Guardando al futuro, occorre ripensare e rivalutare la storia del sindacato, quella precedente alla mia esperienza seppe fare innovazione sociale, dando vita alle mutue di solidarietà, al movimento cooperativo dei braccianti e degli artigiani, alle Camere del lavoro, alle Casse rurali, ad una idea di sindacato fondato sulla confederalità, quella che ho vissuto seppe dare diritti, contrattazione e conquiste sociali.

Un sindacato che rivendicava e che faceva resistenza ai padroni (solidarietà contro), ma che costruiva pratiche di mutuo appoggio (solidarietà per), forme nuove di cittadinanza sociale e civica capace di dare identità collettiva e di costruire pratiche inedite di emancipazione, grazie all’auto-organizzazione e ad una democrazia dal basso contro le forme verticali e gerarchiche connaturate ad ogni organizzazione tradizionale.

Quella storia costituirebbe la modernità che il sindacato ha davanti a sé, se vuole ridarsi forza e rilanciarsi.

Ritornerei a quanto diceva Giulio Pastore, nel 1951 al primo Congresso nazionale della Cisl: «Non abbiamo niente dietro di noi. Non partiti, non movimenti ideologici, non abbiamo neanche una tradizione (…) Dobbiamo creare tutto dal nuovo».
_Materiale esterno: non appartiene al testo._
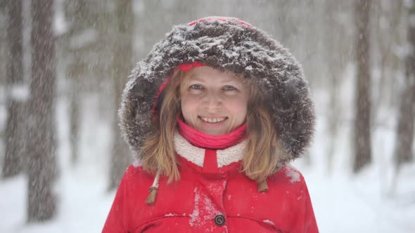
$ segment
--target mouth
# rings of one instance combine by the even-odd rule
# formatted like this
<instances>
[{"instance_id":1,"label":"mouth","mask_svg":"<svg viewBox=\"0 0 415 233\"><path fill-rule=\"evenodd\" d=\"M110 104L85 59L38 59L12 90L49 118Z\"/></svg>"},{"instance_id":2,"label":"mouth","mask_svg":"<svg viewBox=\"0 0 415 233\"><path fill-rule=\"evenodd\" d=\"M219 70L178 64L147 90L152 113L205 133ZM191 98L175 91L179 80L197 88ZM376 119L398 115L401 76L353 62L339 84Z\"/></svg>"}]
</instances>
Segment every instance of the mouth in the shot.
<instances>
[{"instance_id":1,"label":"mouth","mask_svg":"<svg viewBox=\"0 0 415 233\"><path fill-rule=\"evenodd\" d=\"M203 121L209 123L209 124L217 124L224 121L227 119L227 117L217 117L217 118L209 118L209 117L201 117L198 116L198 118L202 120Z\"/></svg>"}]
</instances>

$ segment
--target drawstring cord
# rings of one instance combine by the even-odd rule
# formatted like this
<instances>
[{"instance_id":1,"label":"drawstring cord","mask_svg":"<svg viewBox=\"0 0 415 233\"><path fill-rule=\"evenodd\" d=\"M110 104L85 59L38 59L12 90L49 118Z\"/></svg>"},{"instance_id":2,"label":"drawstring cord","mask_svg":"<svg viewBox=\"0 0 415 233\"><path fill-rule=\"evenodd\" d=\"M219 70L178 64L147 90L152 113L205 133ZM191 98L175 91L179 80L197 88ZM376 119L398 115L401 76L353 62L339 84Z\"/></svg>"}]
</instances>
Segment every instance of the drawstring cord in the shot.
<instances>
[{"instance_id":1,"label":"drawstring cord","mask_svg":"<svg viewBox=\"0 0 415 233\"><path fill-rule=\"evenodd\" d=\"M155 201L155 197L157 196L157 191L158 190L158 181L160 180L160 168L157 170L157 173L155 174L155 178L154 178L154 181L153 181L153 185L148 189L150 194L146 199L146 204L154 204Z\"/></svg>"},{"instance_id":2,"label":"drawstring cord","mask_svg":"<svg viewBox=\"0 0 415 233\"><path fill-rule=\"evenodd\" d=\"M157 173L155 174L155 177L154 178L154 180L153 181L153 185L150 187L148 191L150 194L147 196L146 199L146 204L152 204L155 202L155 197L157 196L157 192L158 190L158 182L160 180L160 170L157 170ZM267 180L264 180L262 181L257 181L258 182L258 192L263 192L268 191L268 184L267 183Z\"/></svg>"}]
</instances>

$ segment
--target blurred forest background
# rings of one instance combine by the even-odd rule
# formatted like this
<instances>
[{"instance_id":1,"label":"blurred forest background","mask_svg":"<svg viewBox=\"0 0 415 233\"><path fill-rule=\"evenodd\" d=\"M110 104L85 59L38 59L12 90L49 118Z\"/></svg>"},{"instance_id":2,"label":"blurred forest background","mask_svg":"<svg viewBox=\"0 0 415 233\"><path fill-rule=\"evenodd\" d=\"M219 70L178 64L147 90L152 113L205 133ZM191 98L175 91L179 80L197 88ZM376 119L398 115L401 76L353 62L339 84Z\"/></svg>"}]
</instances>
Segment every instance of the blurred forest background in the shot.
<instances>
[{"instance_id":1,"label":"blurred forest background","mask_svg":"<svg viewBox=\"0 0 415 233\"><path fill-rule=\"evenodd\" d=\"M101 185L103 225L132 161L116 118L127 76L174 25L208 15L253 24L302 64L318 117L306 174L374 178L370 197L402 194L415 213L414 0L0 0L0 192L23 203L0 201L0 231L58 218L76 192L62 184L82 180ZM312 199L326 188L313 184Z\"/></svg>"}]
</instances>

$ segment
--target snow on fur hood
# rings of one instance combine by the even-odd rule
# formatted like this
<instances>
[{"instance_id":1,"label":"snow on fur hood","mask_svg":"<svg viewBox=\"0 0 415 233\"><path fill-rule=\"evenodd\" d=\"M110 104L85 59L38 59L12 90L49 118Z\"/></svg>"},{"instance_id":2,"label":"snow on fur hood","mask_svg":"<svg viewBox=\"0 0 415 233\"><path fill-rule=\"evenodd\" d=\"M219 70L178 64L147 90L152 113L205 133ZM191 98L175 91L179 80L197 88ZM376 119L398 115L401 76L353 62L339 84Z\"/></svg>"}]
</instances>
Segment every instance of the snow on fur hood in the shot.
<instances>
[{"instance_id":1,"label":"snow on fur hood","mask_svg":"<svg viewBox=\"0 0 415 233\"><path fill-rule=\"evenodd\" d=\"M314 107L300 65L264 32L236 18L206 18L174 26L137 63L119 110L122 134L137 159L154 131L153 105L158 87L182 63L199 62L242 74L258 86L283 153L279 168L301 156L314 130Z\"/></svg>"}]
</instances>

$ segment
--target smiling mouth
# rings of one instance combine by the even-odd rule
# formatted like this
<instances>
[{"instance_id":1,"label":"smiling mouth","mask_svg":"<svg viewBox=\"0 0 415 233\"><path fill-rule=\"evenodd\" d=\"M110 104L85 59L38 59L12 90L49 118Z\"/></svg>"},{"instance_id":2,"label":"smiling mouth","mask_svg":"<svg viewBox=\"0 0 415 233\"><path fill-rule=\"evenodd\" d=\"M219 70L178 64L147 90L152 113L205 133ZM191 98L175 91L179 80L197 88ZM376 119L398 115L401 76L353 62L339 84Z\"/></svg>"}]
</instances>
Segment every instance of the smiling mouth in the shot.
<instances>
[{"instance_id":1,"label":"smiling mouth","mask_svg":"<svg viewBox=\"0 0 415 233\"><path fill-rule=\"evenodd\" d=\"M202 121L205 121L205 122L208 122L208 123L210 123L210 124L215 124L215 123L222 122L222 121L226 120L228 118L227 117L208 118L208 117L200 117L200 116L199 116L199 119L201 119Z\"/></svg>"}]
</instances>

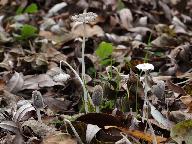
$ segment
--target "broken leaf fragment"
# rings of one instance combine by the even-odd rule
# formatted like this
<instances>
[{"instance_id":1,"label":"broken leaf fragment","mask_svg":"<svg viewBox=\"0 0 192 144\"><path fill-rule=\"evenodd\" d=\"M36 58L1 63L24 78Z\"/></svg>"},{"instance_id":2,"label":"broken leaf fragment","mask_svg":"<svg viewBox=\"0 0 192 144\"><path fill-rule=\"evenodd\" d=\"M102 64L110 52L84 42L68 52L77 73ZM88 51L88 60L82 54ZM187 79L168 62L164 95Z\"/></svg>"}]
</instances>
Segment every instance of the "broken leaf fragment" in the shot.
<instances>
[{"instance_id":1,"label":"broken leaf fragment","mask_svg":"<svg viewBox=\"0 0 192 144\"><path fill-rule=\"evenodd\" d=\"M192 120L177 123L171 128L171 138L177 143L192 144Z\"/></svg>"}]
</instances>

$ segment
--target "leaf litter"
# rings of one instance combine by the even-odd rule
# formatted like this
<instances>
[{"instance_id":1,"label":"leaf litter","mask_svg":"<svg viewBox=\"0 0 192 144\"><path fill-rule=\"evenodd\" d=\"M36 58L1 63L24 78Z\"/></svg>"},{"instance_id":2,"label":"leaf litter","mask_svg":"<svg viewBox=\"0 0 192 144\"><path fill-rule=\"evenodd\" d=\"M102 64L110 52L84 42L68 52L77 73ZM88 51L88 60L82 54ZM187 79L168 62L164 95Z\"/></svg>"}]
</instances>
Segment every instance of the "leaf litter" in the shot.
<instances>
[{"instance_id":1,"label":"leaf litter","mask_svg":"<svg viewBox=\"0 0 192 144\"><path fill-rule=\"evenodd\" d=\"M191 143L191 0L0 5L2 143Z\"/></svg>"}]
</instances>

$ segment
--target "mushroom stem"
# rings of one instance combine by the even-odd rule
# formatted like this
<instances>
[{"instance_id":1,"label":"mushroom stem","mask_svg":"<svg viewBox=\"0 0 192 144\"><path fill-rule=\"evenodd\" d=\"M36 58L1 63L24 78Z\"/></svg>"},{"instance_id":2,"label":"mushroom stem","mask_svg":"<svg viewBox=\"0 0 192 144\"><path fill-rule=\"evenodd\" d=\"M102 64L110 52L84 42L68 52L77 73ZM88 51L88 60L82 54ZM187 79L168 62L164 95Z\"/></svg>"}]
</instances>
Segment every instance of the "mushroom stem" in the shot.
<instances>
[{"instance_id":1,"label":"mushroom stem","mask_svg":"<svg viewBox=\"0 0 192 144\"><path fill-rule=\"evenodd\" d=\"M100 112L99 106L95 106L95 111L96 111L96 113L99 113L99 112Z\"/></svg>"},{"instance_id":2,"label":"mushroom stem","mask_svg":"<svg viewBox=\"0 0 192 144\"><path fill-rule=\"evenodd\" d=\"M42 123L40 109L37 108L36 113L37 113L38 122Z\"/></svg>"}]
</instances>

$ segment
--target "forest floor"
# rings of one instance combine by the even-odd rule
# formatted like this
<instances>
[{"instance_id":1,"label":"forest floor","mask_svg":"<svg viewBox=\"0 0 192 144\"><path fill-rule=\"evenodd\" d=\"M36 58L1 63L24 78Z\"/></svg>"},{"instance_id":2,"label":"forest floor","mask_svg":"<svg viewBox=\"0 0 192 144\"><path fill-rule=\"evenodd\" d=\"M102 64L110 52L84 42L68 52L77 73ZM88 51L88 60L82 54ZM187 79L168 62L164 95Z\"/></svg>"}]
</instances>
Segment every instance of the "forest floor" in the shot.
<instances>
[{"instance_id":1,"label":"forest floor","mask_svg":"<svg viewBox=\"0 0 192 144\"><path fill-rule=\"evenodd\" d=\"M0 144L192 144L192 0L1 0Z\"/></svg>"}]
</instances>

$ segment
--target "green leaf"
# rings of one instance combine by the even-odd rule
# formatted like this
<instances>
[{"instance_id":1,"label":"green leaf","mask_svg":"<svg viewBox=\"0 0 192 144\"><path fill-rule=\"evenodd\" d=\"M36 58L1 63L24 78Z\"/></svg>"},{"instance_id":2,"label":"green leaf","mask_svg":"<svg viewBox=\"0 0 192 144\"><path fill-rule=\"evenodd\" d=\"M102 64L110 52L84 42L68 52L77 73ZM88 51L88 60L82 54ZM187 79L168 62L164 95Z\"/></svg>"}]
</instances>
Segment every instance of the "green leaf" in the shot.
<instances>
[{"instance_id":1,"label":"green leaf","mask_svg":"<svg viewBox=\"0 0 192 144\"><path fill-rule=\"evenodd\" d=\"M16 14L19 15L19 14L22 14L23 12L23 7L18 7L17 11L16 11Z\"/></svg>"},{"instance_id":2,"label":"green leaf","mask_svg":"<svg viewBox=\"0 0 192 144\"><path fill-rule=\"evenodd\" d=\"M111 43L101 42L96 50L96 55L99 56L100 59L105 59L109 57L112 52L113 45Z\"/></svg>"},{"instance_id":3,"label":"green leaf","mask_svg":"<svg viewBox=\"0 0 192 144\"><path fill-rule=\"evenodd\" d=\"M24 11L24 13L36 13L38 12L38 7L35 3L30 4Z\"/></svg>"},{"instance_id":4,"label":"green leaf","mask_svg":"<svg viewBox=\"0 0 192 144\"><path fill-rule=\"evenodd\" d=\"M192 144L192 120L177 123L171 128L170 135L177 143Z\"/></svg>"},{"instance_id":5,"label":"green leaf","mask_svg":"<svg viewBox=\"0 0 192 144\"><path fill-rule=\"evenodd\" d=\"M21 28L21 39L28 39L36 35L37 35L37 28L32 25L25 24Z\"/></svg>"},{"instance_id":6,"label":"green leaf","mask_svg":"<svg viewBox=\"0 0 192 144\"><path fill-rule=\"evenodd\" d=\"M118 3L117 3L117 10L121 10L125 8L125 5L124 3L122 2L122 0L118 0Z\"/></svg>"}]
</instances>

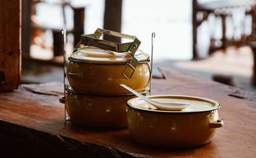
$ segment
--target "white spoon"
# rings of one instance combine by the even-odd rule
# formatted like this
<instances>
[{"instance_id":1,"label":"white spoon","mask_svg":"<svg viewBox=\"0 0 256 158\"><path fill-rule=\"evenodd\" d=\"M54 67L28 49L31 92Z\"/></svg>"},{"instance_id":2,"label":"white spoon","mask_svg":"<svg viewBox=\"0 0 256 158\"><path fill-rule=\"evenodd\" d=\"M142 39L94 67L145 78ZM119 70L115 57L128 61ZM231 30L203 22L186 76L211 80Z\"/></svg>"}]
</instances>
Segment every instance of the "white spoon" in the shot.
<instances>
[{"instance_id":1,"label":"white spoon","mask_svg":"<svg viewBox=\"0 0 256 158\"><path fill-rule=\"evenodd\" d=\"M189 104L183 104L183 103L160 103L155 101L151 99L150 99L144 96L142 96L140 94L138 93L136 91L129 87L126 85L120 84L121 86L125 88L127 90L130 91L137 97L142 99L144 101L146 101L148 103L151 104L153 106L160 109L164 110L172 110L172 111L179 111L187 107L190 106Z\"/></svg>"}]
</instances>

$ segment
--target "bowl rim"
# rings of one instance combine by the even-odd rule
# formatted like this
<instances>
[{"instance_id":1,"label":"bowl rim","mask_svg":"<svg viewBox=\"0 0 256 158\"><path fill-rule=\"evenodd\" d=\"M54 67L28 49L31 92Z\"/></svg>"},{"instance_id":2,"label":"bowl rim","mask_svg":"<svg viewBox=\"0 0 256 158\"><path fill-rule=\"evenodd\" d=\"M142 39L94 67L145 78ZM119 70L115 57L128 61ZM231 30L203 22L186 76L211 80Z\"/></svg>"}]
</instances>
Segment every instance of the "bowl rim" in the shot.
<instances>
[{"instance_id":1,"label":"bowl rim","mask_svg":"<svg viewBox=\"0 0 256 158\"><path fill-rule=\"evenodd\" d=\"M154 110L151 110L151 109L140 108L138 108L137 107L133 106L129 104L131 104L131 102L134 100L141 99L138 97L134 98L132 98L132 99L129 100L126 102L126 105L127 105L127 106L128 106L129 108L131 108L132 109L138 110L140 110L140 111L148 112L154 112L154 113L159 113L159 114L160 114L160 113L161 114L195 114L195 113L204 112L211 111L217 110L221 107L221 104L217 101L215 101L215 100L212 100L212 99L208 99L208 98L195 97L195 96L184 96L184 95L152 95L152 96L146 96L146 97L147 97L149 98L163 98L163 97L173 97L173 98L177 98L178 97L178 98L181 98L180 99L186 98L186 99L194 99L194 100L204 101L204 102L206 102L208 103L214 103L216 104L216 106L214 106L212 108L209 108L209 109L204 109L204 110L202 110L191 111L181 111Z\"/></svg>"}]
</instances>

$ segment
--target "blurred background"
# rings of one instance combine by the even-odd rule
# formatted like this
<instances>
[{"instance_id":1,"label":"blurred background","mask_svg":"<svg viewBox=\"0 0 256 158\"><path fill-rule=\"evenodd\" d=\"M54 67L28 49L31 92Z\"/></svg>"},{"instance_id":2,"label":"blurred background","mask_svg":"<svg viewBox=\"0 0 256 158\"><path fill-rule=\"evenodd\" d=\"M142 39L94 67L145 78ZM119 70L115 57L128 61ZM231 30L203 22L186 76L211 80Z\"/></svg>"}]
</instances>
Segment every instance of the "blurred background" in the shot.
<instances>
[{"instance_id":1,"label":"blurred background","mask_svg":"<svg viewBox=\"0 0 256 158\"><path fill-rule=\"evenodd\" d=\"M23 0L23 83L63 81L67 53L98 28L136 35L165 66L256 93L255 0Z\"/></svg>"}]
</instances>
Oggi la strada è questa abbandonare le marchette, lasciarsi dietro le divisioni ideologiche, riprendere un’attività che tenga conto della reale condizione dei lavoratori, da qui rimettere insieme i cocci e ripartire a testa bassa per riportare il lavoro al centro della società, facendo recuperare ai lavoratori quella dignità che la politica e il capitale gli hanno demolito.